Russian authorities to offer tax amnesty for offshore companies
The Finance Ministry is pushing ahead with its program to entice Russian-owned offshore firms to repatriate capital. A new law will impose penalties on such companies for tax evasion, but offers the carrot of a 2-year amnesty for those firms which decide to relocate to Russia.
The Finance Ministry has decided to grant a 2-year amnesty for offshore companies that have Russian owners if they move their assets to Russia. The draft law drawn up at the Finance Ministry forms part of a large-scale deoffshorization program.
Under the draft law developed by the Finance Ministry jointly with the Economic Development Ministry, penalties and fines for tax evasion will apply to Russian owners' offshore companies only starting from 2017.
FINAM investment holding company analyst Anton Soroko describes this proposal as balanced. First, offshore company owners have an incentive to transfer their assets to Russia before they become subject to tax, followed by penalties. Second, the budget stands to receive additional revenues, as it is unlikely that the majority of companies will manage to change jurisdiction before the end of the current year.
"The key objective of the efforts being undertaken by the government is to reduce the share of Russia's shadow economy and to bring back capital that was taken out of the country earlier," says Soroko.
The campaign against offshore companies began in Russia after President Vladimir Putin, in his annual address to the Federal Assembly (the Russian equivalent of the State of The Union address in the U.S.) in December 2013, urged businesses to return to Russian jurisdiction.
In March 2014, the Finance Ministry developed a draft law on controlled foreign companies. Under that bill, all individuals and legal entities controlling 10 percent or more in offshore companies were supposed to pay a 20-percent profit tax to the Russian budget. In addition, all owners of at least 1 percent in offshore companies' capital were expected to report their shareholdings with the tax authorities.
However, the draft law came under severe criticism from big businesses that use offshore companies, among other things, to raise foreign loans. As a result, the bill was revised: Now it covers only those who own a controlling stake in an offshore company, and envisages a temporary amnesty.

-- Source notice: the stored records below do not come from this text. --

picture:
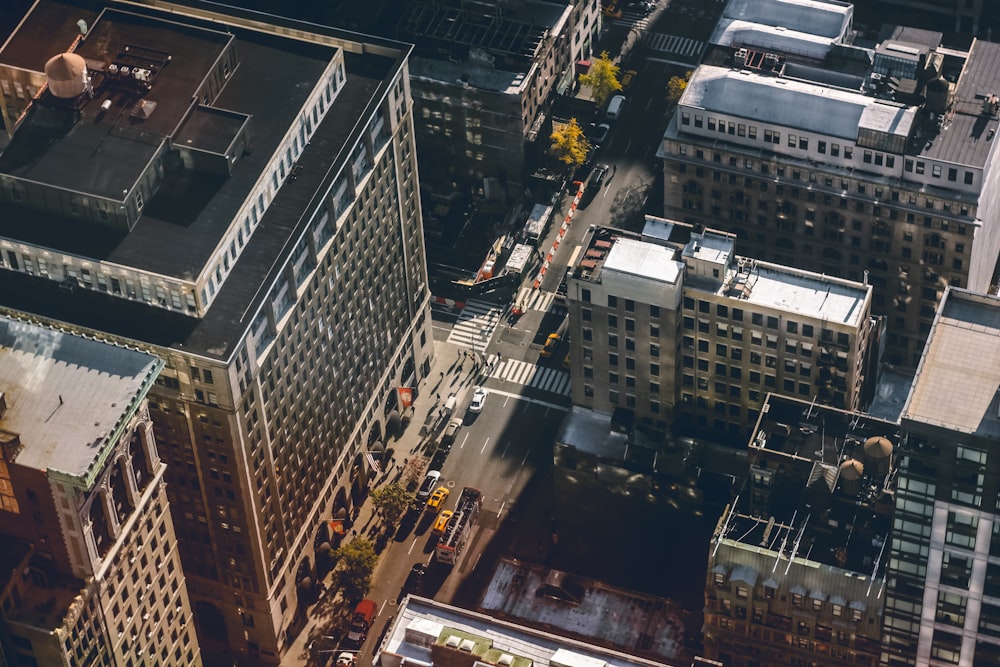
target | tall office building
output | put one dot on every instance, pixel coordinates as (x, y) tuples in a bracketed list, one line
[(673, 326), (943, 599), (238, 194), (849, 162), (483, 77), (91, 573), (796, 567)]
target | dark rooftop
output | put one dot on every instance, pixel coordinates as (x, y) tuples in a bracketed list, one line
[(832, 480), (187, 218), (52, 145), (966, 137), (274, 76)]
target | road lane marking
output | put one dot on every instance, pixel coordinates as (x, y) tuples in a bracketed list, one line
[(526, 400)]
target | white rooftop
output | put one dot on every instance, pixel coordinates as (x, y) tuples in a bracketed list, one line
[(793, 104), (711, 247), (736, 33), (66, 394), (826, 18), (957, 384), (540, 647), (812, 295), (647, 260)]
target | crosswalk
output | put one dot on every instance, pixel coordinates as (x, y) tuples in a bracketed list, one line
[(635, 18), (475, 325), (684, 47), (530, 375), (534, 299)]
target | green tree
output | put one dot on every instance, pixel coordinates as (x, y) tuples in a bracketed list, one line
[(390, 501), (675, 88), (356, 562), (602, 79), (570, 145)]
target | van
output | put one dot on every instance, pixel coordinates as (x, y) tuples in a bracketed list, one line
[(551, 343), (450, 403), (441, 523), (451, 431), (615, 107), (361, 622)]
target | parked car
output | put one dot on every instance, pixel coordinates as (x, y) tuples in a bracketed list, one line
[(478, 398), (415, 579), (435, 502), (451, 431), (615, 107), (428, 485), (361, 622), (442, 523), (600, 133), (551, 343)]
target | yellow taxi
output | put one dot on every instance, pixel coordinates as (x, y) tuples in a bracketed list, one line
[(437, 499)]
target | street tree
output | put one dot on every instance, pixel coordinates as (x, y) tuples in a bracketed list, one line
[(602, 79), (675, 88), (570, 145), (356, 562), (413, 471), (391, 500)]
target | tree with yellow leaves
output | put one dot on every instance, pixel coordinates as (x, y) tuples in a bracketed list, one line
[(602, 79), (675, 88), (570, 145)]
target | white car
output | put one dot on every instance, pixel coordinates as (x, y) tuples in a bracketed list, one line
[(479, 395)]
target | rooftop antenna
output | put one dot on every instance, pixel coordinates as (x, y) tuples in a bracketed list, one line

According to Mark Rovinskiy, deputy head of the tax practice at the law firm EPAM, many Russian businesses make active use of offshore companies, including for taxation purposes. The main difficulty arises when the state cannot establish whom a company that is registered offshore and that controls a strategic asset belongs to.
For instance, in late June 2014, Russia's main railway operator, the Russian Railways company, held an open tender to select a contractor for upgrading several sections of the Baikal-Amur and the Trans-Siberian railways, which together run across the whole country, linking Europe to Asia.
The contract, worth 43.7 billion rubles ($1.3 billion), went to the Bamstroymekhanizatsiya company, which the day before the tender had sold 86.5 percent of its shares to a Cyprus offshore company, Sterema Limited, and the Heerden Holdings Ltd. company from the British Virgin Islands. The ownership of these offshore companies is unclear.
An even more striking example of the same problem dates back to early 2011. As part of investigating the suicide bombing at Moscow's Domodedovo Airport, in which 37 people were killed, the federal authorities were unable to establish the identity of the owner of the airport. It turned out that one of Russia's biggest airports was controlled by an offshore company, DME Airport Limited.
During questioning, Valery Kogan, who was believed to be a co-owner of the airport, refused even to give his name, citing Article 51 of the Russian Constitution guaranteeing the right against self-incrimination (similar to the Fifth Amendment to the U.S. Constitution).
Global precedent
Mark Rovinskiy points out that the new Russian rules against offshore companies are largely based on international experience, including that of the U.S., the UK, Germany and other developed tax jurisdictions.
"The need to introduce these rules in the U.S. arose after the Second World War, when high tax rates inside the country provoked capital flight to other jurisdictions. In 1962, the notion of a controlled foreign corporation (CFC) was introduced, meaning any foreign company over 50 percent of whose capital was controlled by U.S. individuals or legal entities," Rovinskiy explains.
In effect, the term used in Russia, controlled foreign companies, is a translation of the above notion, he adds. However, as a leading lawyer with the Pepelyayev Group, Pyotr Popov, points out, even in the U.S. and the UK these rules failed to resolve the problem of profits being channeled offshore.
"Overall, deoffshorization should bring certain benefits for the Russian budget but there should be some incentives in place, like the proposed amnesty on repatriated capital," Mark Rovinskiy says.
Furthermore, he adds, repatriation of capital should not be all-encompassing. A case in point, says Pyotr Popov, was a rather tough deoffshorization bill in the U.S. developed with Barack Obama's participation. Under it, an American taxpayer was considered a controlling person of any offshore company with which he had any relations, for example, received loans from. However, the bill was rejected.